Aslında bölgede kara harekâtları, hava harekâtları, çatışmalar yılbaşından bu yana sürüp gidiyordu ama tantanası yapılmıyordu. Erdoğan ile ortağı "beka" tehdidinin eskisi gibi sökmediğinin, aç karnını doyurmaya odaklanmış ekmek derdindeki halkın beka'yı meka'yı düşünecek halde olmadığının farkına varmışlardı. Hele bir de halk, yıllardır sürdürülmekte olan savaşın maliyetini hesaplamaya kalkarsa…

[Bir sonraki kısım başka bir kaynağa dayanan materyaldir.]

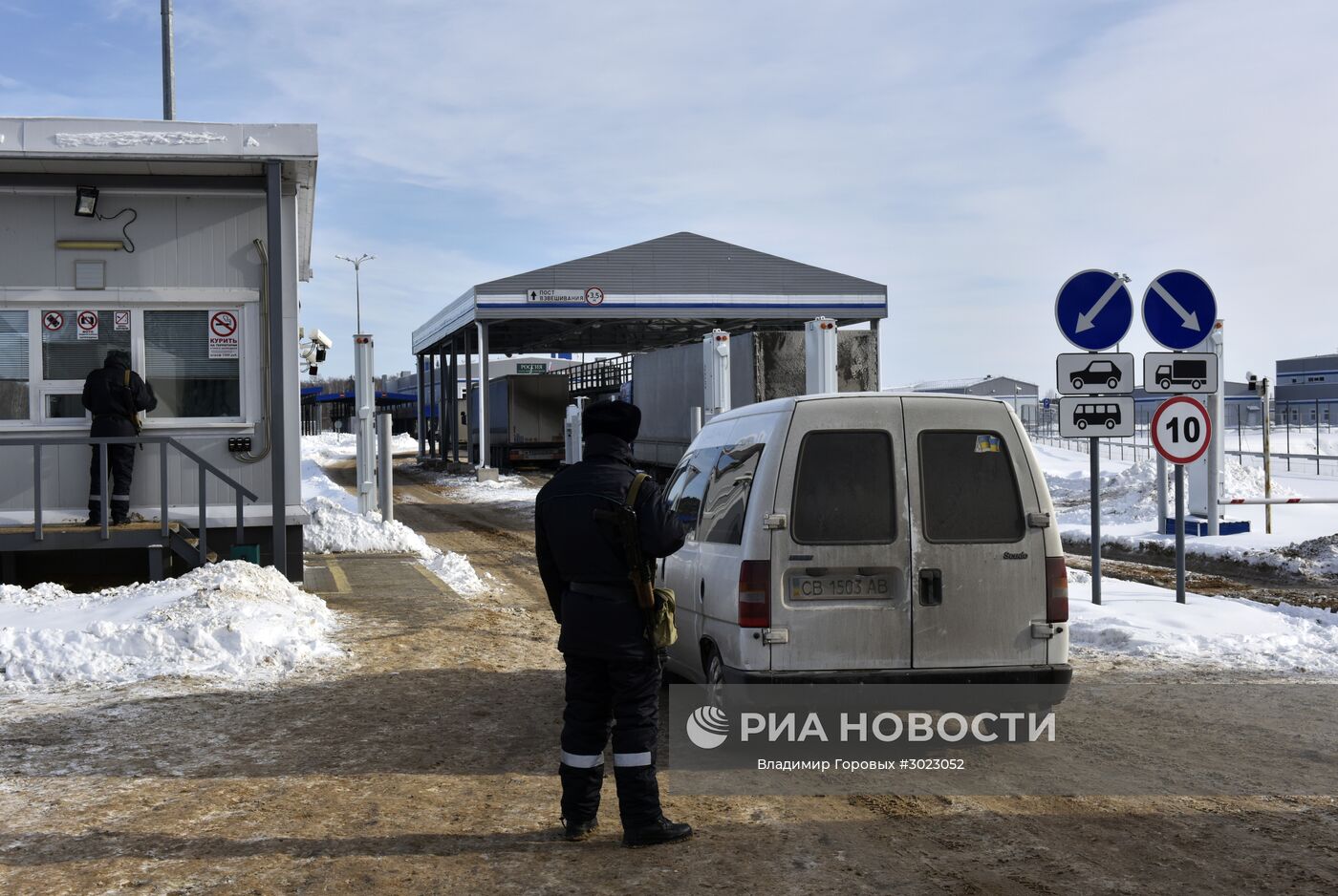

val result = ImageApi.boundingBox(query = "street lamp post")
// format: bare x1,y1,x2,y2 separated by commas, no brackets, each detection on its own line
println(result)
334,253,376,333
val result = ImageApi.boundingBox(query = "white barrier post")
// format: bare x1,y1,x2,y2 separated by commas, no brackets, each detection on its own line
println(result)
376,414,395,523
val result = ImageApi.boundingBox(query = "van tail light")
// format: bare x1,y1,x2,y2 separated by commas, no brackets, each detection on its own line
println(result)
1045,556,1069,622
739,561,770,629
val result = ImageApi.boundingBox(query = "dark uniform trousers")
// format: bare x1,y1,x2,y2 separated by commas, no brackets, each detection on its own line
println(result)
88,417,135,519
558,587,659,828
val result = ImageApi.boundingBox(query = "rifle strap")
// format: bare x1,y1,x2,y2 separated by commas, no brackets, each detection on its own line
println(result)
623,474,650,511
622,474,650,576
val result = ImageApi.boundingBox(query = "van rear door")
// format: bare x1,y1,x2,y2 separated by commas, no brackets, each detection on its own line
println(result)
904,397,1047,669
770,395,911,672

Ağır ekonomik krizin, açlığın, işsizliğin, umutsuzluğun girdabında çırpınan kitlelerin, "Dünyanın hâli bizden daha perişan, Avrupa'da ekmek bile bulamıyorlar, pahalılık bizim beş katımız", "Çok iyi gidiyoruz, üç zamana kadar düze çıkacağız", "Bizim ülkemizde isteyen herkese iş var" vb. mavallara artık kanmadığını sürekli düşmekte olan oylarına bakarak anlayan Cumhur İttifakı ortakları, eski aşı ısıtıp sofraya koymaya niteylendiler anlaşılan. Görünüşe göre, Kandil Fatihi -hatta hayal bu ya- Musul Kahramanı Erdoğan ipine yeniden sarılmayı deneyecekler. (Geçerken işaret etmekte yarar var: dünyanın büyük bir altüstlük yaşadığı, Rusya'nın Ukrayna'ya saldırısı sonucunda güç dengelerinin sarsıldığı, 3. Dünya Savaşı'ndan söz edildiği, NATO'nun çatlaklarının sıvanmaya çalışıldığı bir dönemde Batı, yılana sarılır gibi NATO üyesi Türkiye'ye sarılıyor. Bu da, köyü köpeksiz bulan Türkiye'nin bölgedeki savaşçı yayılmacı siyasetini daha rahat sürdürmesine olanak sağlıyor.)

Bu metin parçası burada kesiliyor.